Hogue argues that we should give no deference to Application Note 1 because its inclusion of inchoate offenses is inconsistent with the text of § 4B1.2. See Stinson v. United States, 508 U.S. 36, 45 (1993) (holding that Guidelines commentary "must be given 'controlling weight unless it is plainly erroneous or inconsistent with the [Guidelines].'" (quoting Bowles v. Seminole Rock & Sand Co., 325 U.S. 410, 414 (1945))); see also Kisor v. Wilkie, 139 S.Ct. 2400, 2414 (2019) (cautioning courts not to apply a presumption of deference to an agency's interpretation of its own rule if the rule is not "genuinely ambiguous" after "resort[ing] to all the standard tools of interpretation" or if "the reasons for that presumption do not apply, or countervailing reasons outweigh them").
Our precedent forecloses Hogue's argument. See United States v. Crum, 934 F.3d 963, 966 (9th Cir. 2019) ("Application Note 1 of § 4B1.2 is 'perfectly consistent' with the text of § 4B1.2(b)." (quoting United States v. Vea-Gonzales, 999 F.2d 1326, 1330 (9th Cir. 1993))). To the extent Hogue argues that Kisor changed the law, Crum subsequently reaffirmed the validity of Application Note 1, and the district court did not plainly err by relying on the Guidelines commentary.
AFFIRMED.
Paez, J., concurring:
I agree with the majority opinion that United States v. Crum, 934 F.3d 963 (9th Cir. 2019) (per curiam), dictates affirmance. I write separately, however, to highlight the troubling nature of our circuit's precedents on this issue.

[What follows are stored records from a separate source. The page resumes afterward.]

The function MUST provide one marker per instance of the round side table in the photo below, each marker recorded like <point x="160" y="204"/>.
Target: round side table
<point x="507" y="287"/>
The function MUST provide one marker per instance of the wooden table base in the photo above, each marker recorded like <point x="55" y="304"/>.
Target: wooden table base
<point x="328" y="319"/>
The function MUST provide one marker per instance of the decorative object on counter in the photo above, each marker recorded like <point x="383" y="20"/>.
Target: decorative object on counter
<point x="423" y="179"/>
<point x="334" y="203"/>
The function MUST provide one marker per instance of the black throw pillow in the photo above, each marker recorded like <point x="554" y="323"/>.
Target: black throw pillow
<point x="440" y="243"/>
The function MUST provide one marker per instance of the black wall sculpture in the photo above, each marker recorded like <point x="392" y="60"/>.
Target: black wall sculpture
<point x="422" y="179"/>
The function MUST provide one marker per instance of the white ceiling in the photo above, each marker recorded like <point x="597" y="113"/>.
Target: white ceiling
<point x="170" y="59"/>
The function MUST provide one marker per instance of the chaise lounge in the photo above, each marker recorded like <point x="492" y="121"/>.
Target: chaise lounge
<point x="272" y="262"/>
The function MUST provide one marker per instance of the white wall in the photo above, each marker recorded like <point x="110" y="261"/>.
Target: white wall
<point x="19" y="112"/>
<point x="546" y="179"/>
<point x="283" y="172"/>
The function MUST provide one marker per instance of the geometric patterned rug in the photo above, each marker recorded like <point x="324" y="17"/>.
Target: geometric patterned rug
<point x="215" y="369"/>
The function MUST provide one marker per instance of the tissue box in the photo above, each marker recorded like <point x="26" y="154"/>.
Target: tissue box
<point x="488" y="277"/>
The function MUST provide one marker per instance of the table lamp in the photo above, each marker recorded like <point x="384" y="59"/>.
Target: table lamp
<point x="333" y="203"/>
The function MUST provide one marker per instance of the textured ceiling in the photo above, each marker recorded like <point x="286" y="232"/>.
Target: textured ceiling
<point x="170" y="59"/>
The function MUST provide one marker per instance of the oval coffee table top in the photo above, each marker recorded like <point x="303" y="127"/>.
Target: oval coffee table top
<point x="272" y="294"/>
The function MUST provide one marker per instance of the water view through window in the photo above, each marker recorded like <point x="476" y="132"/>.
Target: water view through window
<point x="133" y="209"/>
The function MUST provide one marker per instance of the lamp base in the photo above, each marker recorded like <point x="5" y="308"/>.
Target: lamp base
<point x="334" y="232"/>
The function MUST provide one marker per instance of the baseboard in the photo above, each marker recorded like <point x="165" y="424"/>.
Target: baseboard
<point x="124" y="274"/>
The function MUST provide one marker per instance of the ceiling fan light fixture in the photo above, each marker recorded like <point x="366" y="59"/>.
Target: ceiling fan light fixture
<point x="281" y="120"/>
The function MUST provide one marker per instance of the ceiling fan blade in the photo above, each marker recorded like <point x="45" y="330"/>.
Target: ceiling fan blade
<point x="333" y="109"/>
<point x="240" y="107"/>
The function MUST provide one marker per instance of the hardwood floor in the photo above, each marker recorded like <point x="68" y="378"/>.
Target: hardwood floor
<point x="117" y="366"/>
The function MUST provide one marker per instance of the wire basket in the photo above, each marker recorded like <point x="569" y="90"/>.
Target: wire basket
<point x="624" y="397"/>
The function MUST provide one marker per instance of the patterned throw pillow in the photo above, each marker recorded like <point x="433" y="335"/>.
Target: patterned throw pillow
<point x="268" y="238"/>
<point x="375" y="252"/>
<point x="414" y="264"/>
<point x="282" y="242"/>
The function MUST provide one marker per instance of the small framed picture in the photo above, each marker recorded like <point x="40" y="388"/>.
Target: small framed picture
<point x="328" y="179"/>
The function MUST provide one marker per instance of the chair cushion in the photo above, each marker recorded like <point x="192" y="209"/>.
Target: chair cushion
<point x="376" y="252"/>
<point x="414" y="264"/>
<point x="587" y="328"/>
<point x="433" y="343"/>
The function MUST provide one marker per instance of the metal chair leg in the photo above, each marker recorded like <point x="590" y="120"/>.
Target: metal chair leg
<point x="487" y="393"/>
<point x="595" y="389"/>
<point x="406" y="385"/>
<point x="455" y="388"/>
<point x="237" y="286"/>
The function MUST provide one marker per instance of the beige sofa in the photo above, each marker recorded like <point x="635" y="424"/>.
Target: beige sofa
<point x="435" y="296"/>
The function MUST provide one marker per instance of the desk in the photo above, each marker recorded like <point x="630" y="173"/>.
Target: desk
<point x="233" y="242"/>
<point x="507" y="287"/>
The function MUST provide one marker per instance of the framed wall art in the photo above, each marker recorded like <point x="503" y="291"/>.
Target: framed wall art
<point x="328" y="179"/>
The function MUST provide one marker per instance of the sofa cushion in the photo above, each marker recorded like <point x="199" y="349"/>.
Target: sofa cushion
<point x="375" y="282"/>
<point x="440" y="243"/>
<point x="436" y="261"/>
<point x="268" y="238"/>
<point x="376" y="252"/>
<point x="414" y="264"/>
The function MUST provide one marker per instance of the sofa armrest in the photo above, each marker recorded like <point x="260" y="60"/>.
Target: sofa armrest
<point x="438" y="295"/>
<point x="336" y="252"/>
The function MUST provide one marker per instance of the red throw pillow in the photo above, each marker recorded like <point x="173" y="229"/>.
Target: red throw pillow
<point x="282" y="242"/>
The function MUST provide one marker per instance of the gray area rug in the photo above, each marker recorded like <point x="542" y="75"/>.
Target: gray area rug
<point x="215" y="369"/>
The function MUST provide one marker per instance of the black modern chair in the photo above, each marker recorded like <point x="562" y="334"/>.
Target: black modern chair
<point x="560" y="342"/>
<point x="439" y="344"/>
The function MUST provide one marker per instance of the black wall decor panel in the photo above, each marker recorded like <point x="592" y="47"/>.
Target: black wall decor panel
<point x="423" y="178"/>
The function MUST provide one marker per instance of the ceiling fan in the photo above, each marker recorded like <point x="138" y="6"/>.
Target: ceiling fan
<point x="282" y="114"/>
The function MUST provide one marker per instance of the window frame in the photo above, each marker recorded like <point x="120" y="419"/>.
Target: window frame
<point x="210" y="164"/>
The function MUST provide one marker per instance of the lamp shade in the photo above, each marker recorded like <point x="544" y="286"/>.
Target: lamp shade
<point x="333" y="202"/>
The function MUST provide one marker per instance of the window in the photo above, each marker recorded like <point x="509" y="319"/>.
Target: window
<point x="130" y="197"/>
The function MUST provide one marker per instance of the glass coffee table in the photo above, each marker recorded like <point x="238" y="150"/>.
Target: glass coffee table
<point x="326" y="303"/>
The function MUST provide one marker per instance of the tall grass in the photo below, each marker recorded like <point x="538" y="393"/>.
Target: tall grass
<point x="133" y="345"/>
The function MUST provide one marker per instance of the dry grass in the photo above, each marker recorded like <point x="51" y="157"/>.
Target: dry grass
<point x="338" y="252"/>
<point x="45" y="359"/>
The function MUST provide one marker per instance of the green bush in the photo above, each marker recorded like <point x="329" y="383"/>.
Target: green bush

None of this court's opinions evaluating Application Note 1 have considered whether the Supreme Court's decision in Kisor v. Wilkie, 139 S.Ct. 2400 (2019), clarified the rule laid out in Stinson v. United States, 508 U.S. 36 (1993). Hogue argues that after Kisor, we may only defer to the commentary if a Guideline is "genuinely ambiguous, even after a court as resorted to all the standard tools of interpretation." Kisor, 139 S.Ct. at 2414. I find this to be a compelling argument, and at least two circuits agree. See United States v. Campbell, 22 F.4th 438, 449 (4th Cir. 2022); United States v. Nasir, 17 F.4th 459, 472 (3d Cir. 2021) (en banc); United States v. Riccardi, 989 F.3d 476, 485 (6th Cir. 2021). Crum did not expressly address this argument, nor has any panel since. I believe that this court must reconsider our case law in this area in light of these developments and decide the question whether Kisor has changed the circumstances under which we defer to the commentary.
Moreover, I continue to believe that the commentary cannot and should not be used to increase the scope of the Guidelines text. As the Crum majority noted and as I wrote in my concurrence in United States v. Sorenson, this is an impermissible exercise of the Sentencing Commission's power, allowing it to expand the reach of the Guidelines while circumventing congressional review and approval. Sorenson, 818 Fed.Appx. 668, 670 (9th Cir. 2020) (Paez, J., concurring); see also Crum, 934 F.3d at 966. Application Note 1 is a particularly concerning example of this phenomenon, since it "increase[s] the sentencing ranges for numerous defendants." Crum, 934 F.3d at 966. Indeed, Hogue's guideline range increased from 41-51 months to 120-150 months because of the application of the career offender guideline. I continue to believe that this court should go en banc to reject this practice and prevent such unwarranted expansions. See Sorenson, 818 Fed.Appx. at 670 (Paez, J., concurring).
[*] This disposition is not appropriate for publication and is not precedent except as provided by Ninth Circuit Rule 36-3.
[**] The Honorable John R. Tunheim, United States District Judge for the District of Minnesota, sitting by designation.